O autor elucida que os conflitos se dão entre segmentos e suas seções adjacentes,
porém, esses mesmos grupos que mantém rivalidades entre si podem se associar na luta contra
seções maiores. Torna-se então essencial entender os conflitos e reconhecer que há neles um
princípio estrutural, uma lógica operante na orientação da divisão tribal. Essa dinâmica é
interna a esses grupos, que de forma consciente se organizam politicamente e estabelecem
seus critérios. Isto pode ser observado no desenvolvimento das disputas e as instituições
políticas que daí se derivam. A vendeta, instituição de infração da lei, representa um
movimento estrutural de expansão e contração das disputas, entre segmentos políticos através
do qual se mantém o sistema político Nuer
Trata-se de um mecanismo de ressarcimento entre as partes envolvidas em determinado
conflito, isso leva ao envolvimento de toda a família e da comunidade. Cria-se um estado de
hostilidade entre as linhagens e seções tribais inteiras, e a sua resolução dependerá do
tamanho do grupo envolvido, do relacionamento existente entre as pessoas afetadas e suas
posições estruturais.
Nesse sentido, o autor explica que se torna mais fácil resolver uma vendeta quando
ocorre em um meio social restrito, no qual a distância estrutural entre os envolvidos é
pequena. Isso se garante pela maior solidariedade, pelos laços de parentesco e pela vida
cooperativa que é incompatível com a situação permanente de vendeta. Por outro lado,
quando o meio social é maior, a solidariedade diminui. De qualquer forma, o que chama
atenção é que é a própria dinâmica da estrutura social, isto é, as características do segmento
tribal e não uma instituição com poder coercitivo, que mais determina e influencia no grau de
controle social.
Entre essa escola, os conflitos são partes importantes da manutenção da estrutura social,
diferentemente de Radcliffe-Brown que pensava o conflito como orientação das formas de
pensamento e não como um elemento cuja função fosse para balancear a estrutura. Os
conflitos atuam como conjunção e disjunção nos processos sociais desses grupos estudados.

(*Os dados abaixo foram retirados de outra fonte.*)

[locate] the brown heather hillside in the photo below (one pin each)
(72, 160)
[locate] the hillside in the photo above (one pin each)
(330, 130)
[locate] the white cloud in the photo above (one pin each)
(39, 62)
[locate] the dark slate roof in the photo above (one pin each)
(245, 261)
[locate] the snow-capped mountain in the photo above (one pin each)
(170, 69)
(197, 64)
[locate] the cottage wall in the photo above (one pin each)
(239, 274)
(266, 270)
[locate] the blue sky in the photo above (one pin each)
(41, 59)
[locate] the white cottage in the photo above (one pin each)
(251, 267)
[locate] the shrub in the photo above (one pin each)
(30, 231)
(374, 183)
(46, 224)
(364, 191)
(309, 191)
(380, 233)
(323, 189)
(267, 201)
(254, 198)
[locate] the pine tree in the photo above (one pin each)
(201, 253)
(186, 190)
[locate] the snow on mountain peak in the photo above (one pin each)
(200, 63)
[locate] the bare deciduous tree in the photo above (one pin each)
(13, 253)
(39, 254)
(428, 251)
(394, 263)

Para Evans-Pritchard, fortemente influenciado ainda pelo estrutural-funcionalismo, a
reconstituição do passado dos Nuer é um ponto pouco considerado, tendo sua análise muito
mais embasada no presente etnográfico. Ainda que em certos momentos de sua obra alguns
acontecimentos históricos sejam explanados, como o contexto de aparição dos profetas, isso
não é feito de modo sistemático e não é uma preocupação central o contexto histórico dos
eventos Nuer.
Para Gluckman, por sua vez, a história volta a ter uma posição de destaque nas análises.

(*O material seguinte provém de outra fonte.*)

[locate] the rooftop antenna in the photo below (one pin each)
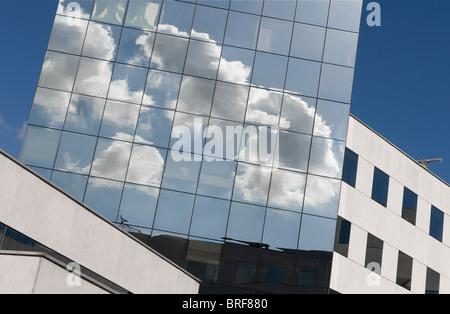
(425, 162)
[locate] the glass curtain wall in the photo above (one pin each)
(149, 112)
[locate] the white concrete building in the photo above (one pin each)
(36, 216)
(408, 246)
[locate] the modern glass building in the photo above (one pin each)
(149, 112)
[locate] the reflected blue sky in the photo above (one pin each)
(407, 54)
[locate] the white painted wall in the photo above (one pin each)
(39, 210)
(386, 223)
(28, 273)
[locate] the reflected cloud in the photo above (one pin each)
(111, 159)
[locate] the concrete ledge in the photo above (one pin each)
(35, 207)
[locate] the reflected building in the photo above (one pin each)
(121, 77)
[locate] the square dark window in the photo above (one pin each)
(433, 281)
(380, 187)
(409, 210)
(342, 236)
(436, 223)
(274, 274)
(307, 277)
(404, 270)
(374, 253)
(350, 167)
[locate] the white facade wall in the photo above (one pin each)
(35, 273)
(367, 216)
(39, 210)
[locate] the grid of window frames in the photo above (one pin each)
(119, 76)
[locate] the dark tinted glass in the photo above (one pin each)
(436, 223)
(380, 187)
(433, 281)
(374, 253)
(350, 167)
(342, 236)
(404, 270)
(409, 210)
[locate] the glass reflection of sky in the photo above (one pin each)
(122, 78)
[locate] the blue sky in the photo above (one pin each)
(401, 88)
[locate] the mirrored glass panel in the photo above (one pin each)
(287, 190)
(209, 24)
(154, 127)
(245, 223)
(169, 53)
(138, 205)
(283, 9)
(236, 65)
(119, 120)
(345, 15)
(217, 178)
(294, 151)
(39, 147)
(202, 59)
(331, 120)
(127, 83)
(182, 172)
(254, 6)
(49, 108)
(263, 107)
(297, 113)
(317, 234)
(222, 140)
(81, 9)
(108, 204)
(275, 35)
(196, 95)
(135, 47)
(162, 89)
(45, 173)
(242, 30)
(67, 35)
(111, 159)
(303, 77)
(143, 14)
(322, 197)
(230, 101)
(75, 153)
(146, 165)
(313, 12)
(341, 47)
(258, 144)
(281, 229)
(74, 184)
(102, 41)
(176, 18)
(336, 83)
(327, 157)
(84, 114)
(174, 211)
(269, 71)
(308, 41)
(224, 4)
(109, 11)
(210, 218)
(93, 77)
(187, 133)
(252, 184)
(59, 71)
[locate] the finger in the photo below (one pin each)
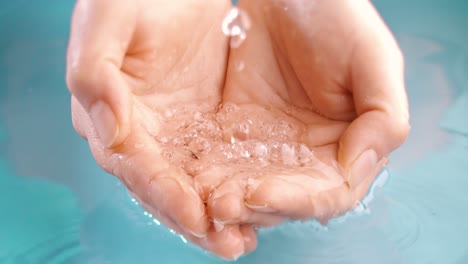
(226, 205)
(230, 243)
(250, 238)
(168, 189)
(379, 97)
(79, 117)
(98, 43)
(303, 194)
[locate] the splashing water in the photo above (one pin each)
(251, 141)
(235, 25)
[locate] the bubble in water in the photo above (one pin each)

Em seu estudo sobre os Zulus, o autor questiona o equilíbrio das sociedades, destacando
também os conflitos e, sobretudo, as relações de poder vigentes que instituem as
desigualdades nas relações étnicas. A compreensão dos zulus requer ponderar a relação deles
com o empreendimento colonial e a interação entre regras ambíguas, as regras coloniais, as
regras dos Zulu e a própria história desse povo anterior ao colonialismo.